Guests can watch the chefs' work by dining at the counter or choose to sit at a handful of tables towards the back of the restaurant. As the name suggests, hot stone dishes are the thing to try – sizzling, super-heated slabs of granite which arrive at the table with your choice of protein, with diners left to cook the food to their liking. We opted for the luxe, startlingly tender A5 Japanese Wagyu, but we could have had Scottish sirloin or rib-eye, or a seafood mix of scallop, king prawn, tuna and salmon.
If that doesn’t appeal, there are plenty of other dishes which impress.

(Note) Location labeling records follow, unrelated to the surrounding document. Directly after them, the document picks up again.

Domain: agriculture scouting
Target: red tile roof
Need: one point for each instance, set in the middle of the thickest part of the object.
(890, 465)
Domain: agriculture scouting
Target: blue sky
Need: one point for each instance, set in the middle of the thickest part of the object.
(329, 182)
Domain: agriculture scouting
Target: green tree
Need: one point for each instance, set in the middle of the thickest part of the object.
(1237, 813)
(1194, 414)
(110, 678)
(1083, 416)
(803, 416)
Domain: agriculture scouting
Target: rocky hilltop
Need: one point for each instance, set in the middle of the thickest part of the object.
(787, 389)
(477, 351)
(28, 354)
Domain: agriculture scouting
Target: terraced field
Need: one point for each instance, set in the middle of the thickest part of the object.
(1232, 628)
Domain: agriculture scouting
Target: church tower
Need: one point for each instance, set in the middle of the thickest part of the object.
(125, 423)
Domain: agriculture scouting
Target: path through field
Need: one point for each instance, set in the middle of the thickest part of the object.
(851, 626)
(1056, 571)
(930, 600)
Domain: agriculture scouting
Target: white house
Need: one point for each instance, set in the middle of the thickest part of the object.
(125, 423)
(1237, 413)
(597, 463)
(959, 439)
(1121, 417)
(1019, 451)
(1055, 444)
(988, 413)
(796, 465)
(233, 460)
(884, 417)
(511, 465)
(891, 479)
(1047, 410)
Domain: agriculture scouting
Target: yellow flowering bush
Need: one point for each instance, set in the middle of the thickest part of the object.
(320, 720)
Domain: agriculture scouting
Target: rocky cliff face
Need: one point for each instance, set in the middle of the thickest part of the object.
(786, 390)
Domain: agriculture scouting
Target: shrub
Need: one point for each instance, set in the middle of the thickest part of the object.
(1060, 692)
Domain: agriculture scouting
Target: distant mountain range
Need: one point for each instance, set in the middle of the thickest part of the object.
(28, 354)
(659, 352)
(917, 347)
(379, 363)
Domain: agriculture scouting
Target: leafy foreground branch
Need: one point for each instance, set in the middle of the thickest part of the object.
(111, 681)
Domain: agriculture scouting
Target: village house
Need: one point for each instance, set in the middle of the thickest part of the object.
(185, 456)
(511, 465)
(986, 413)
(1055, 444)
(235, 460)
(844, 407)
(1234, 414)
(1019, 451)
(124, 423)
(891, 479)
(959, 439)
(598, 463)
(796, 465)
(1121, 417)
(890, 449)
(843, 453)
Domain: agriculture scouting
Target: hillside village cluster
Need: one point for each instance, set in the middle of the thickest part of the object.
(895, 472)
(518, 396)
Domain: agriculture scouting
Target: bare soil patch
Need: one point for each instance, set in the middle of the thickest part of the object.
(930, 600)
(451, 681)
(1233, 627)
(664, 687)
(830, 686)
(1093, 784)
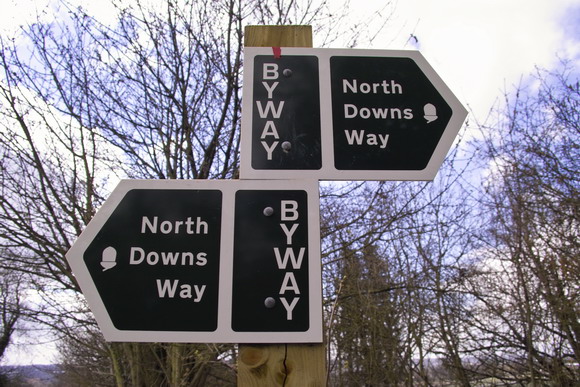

Take the supremely flaky black cod (another nod to Nobu), marinated for 48 hours and slicked with homemade miso. Sushi, meanwhile, exquisitely presented in smart wooden boxes with a blob of fresh wasabi, ranges from the classic to the contemporary: yellowtail, eel or fatty tuna, say, or a Suzuki roll involving seared seabass slices with pomegranate and yuzu miso.
Moments from Angel tube station, Hot Stone is well worth a look for anyone looking for an intriguing and intimate alternative to central London's party crowd of frenetic, fast-paced modern Japanese. And while it's by no means a cheap eat, prices are not outrageous for the high quality of the ingredients (fresh 100% Japanese wasabi features prominently), while the short and straightforward list of saké and international wines is worth exploring.